It is worth noting that in derivation of the equation for the basic reproduction number (7), we did not use any of the well-known deterministic epidemic spreading models like SIS, SIR, or SEIR. Thus, if one needs only to estimate $R_0$, than it is not needed to refer to any specific model. However, a noticeable similarity in the reasoning in those models and the approach presented here lies in the determination of the fraction of new infectees (2). In those models as well as in this framework, the homogeneous mixing makes the fraction of new infectees to be proportional to the existing infectors and susceptibles. For that reason, in this approach, the infected individuals present the Exposed ones when they do not infect yet, while they correspond to the Infected compartment when they do transmit the pathogen to the others. The Quarantined, Vaccinated, Recovered and other compartments are not considered in this setting, since they are not needed.
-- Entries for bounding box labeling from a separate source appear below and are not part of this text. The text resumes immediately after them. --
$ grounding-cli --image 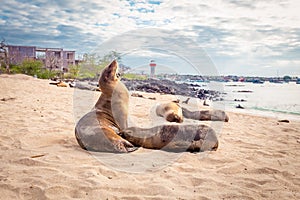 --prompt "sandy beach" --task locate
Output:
[0,74,300,200]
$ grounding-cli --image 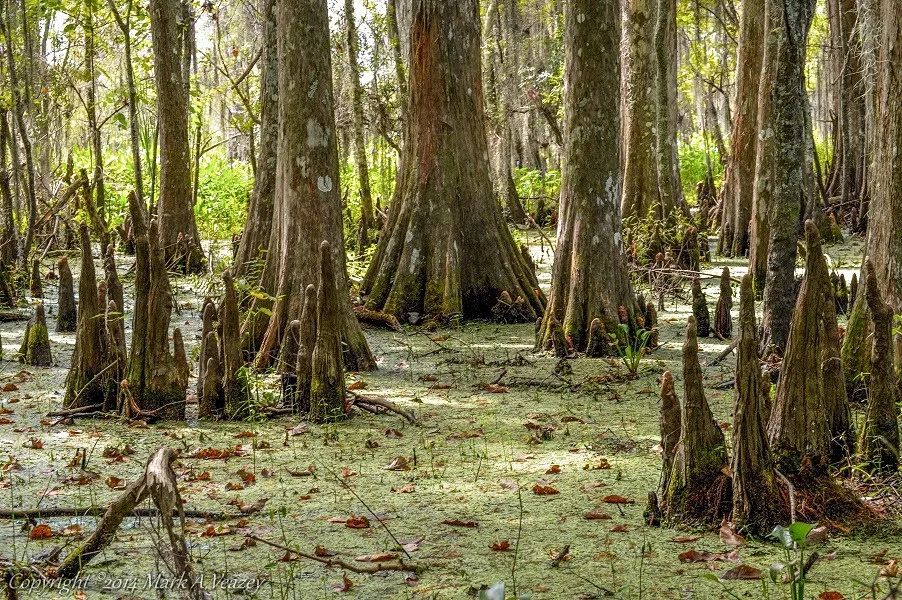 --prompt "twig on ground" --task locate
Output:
[247,534,422,574]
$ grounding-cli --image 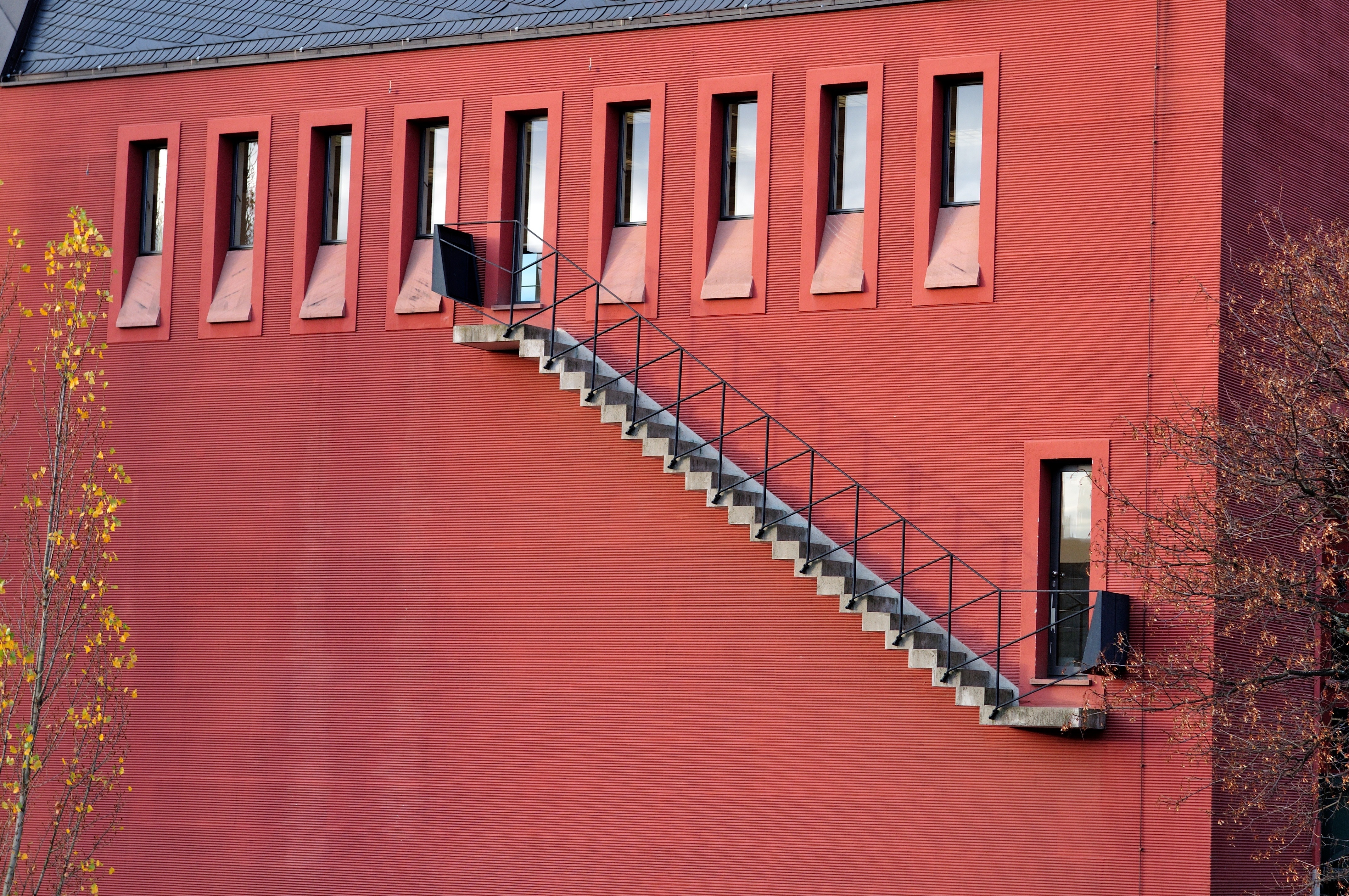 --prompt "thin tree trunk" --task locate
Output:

Self-consistency relationship for $R_0$

The basic reproduction number represents an estimated multiplicative factor determining the number of newly infected individuals that will contract the spreading agent in a contact with certain infected individual. Here, we use it to denote the growth factor that determines the new infections that will arise from the sub-population of all individuals that have become infected at the same time. Thus, form one side, the fraction of all infectees that have contracted the pathogen from infectors that become infected at certain moment t should be $R_0{I}_d(t)$. From another side, this fraction can be represented as forward-time sum of future infectees as follows:

$$\begin{array}{c}\hfill R_0{I}_d(t)=\sum _{\tau =1}^{T}I(t+\tau ,\tau ).\end{array}$$ 9

Using (2), one has

$$\begin{array}{c}\hfill R_0{I}_d(t)=R_0\sum _{\tau =1}^{T}S(t+\tau )I_d(t)g(\tau ).\end{array}$$ 10

For slowly growing epidemic, one might assume that the fraction of susceptibles does not change significantly in the considered period $S(t)\approx 1$. Then, from the last expression (10), one can see that the constant $R_0$ in the relationship (2) will be the basic reproduction number, if the generation interval distribution is properly normalized ${\sum }_{\tau =1}^{T}g(\tau )=1$.

Continuous-time formula

Although analysis of the data in this work is based on discrete time, for completeness, we provide the continuous-time version that can be found in the literature in similar forms as given here. Denote with I(t) the fraction of the population that has become infected within infinitesimal interval $(t,t+dt)$, and assume that it grows exponentially at the onset of epidemics $I(t)=I_0{e}^{\lambda t}$. The new infectees have appeared from contacts with others that have been infected in the past $I(t-\tau )$. We consider the same meaning of the generation interval distribution $g(\tau )$ on which we also impose finite support (0, T). Now, the formula for newly infected population will read

$$\begin{array}{c}\hfill I(t)=R_{0}S(t){\int }_0^{T}I(t-\tau )g(\tau )d\tau ,t\ge T,\end{array}$$ 11

where again $R_0$ is a parameter and S(t) is the fraction of susceptibles at moment t. One should note that similar relationship has appeared earlier in the works of Ross and Hudson [44]. By plugging in the exponential form of the newly infected individuals, one will obtain

$$\begin{array}{c}\hfill I_0{e}^{\lambda t}=R_{0}S(t){\int }_0^T{I}_0{e}^{\lambda (t-\tau )}g(\tau )d\tau ,\end{array}$$ 12

which will reduce to similar relationship as that for the discrete time

$$\begin{array}{c}\hfill 1=R_{0}S(t){\int }_0^T{e}^{-\lambda \tau }g(\tau )d\tau .\end{array}$$ 13

At the onset of an epidemic $S(t)\approx 1$, and for the basic reproduction number will be obtained the Lotka–Euler equation [45, 46]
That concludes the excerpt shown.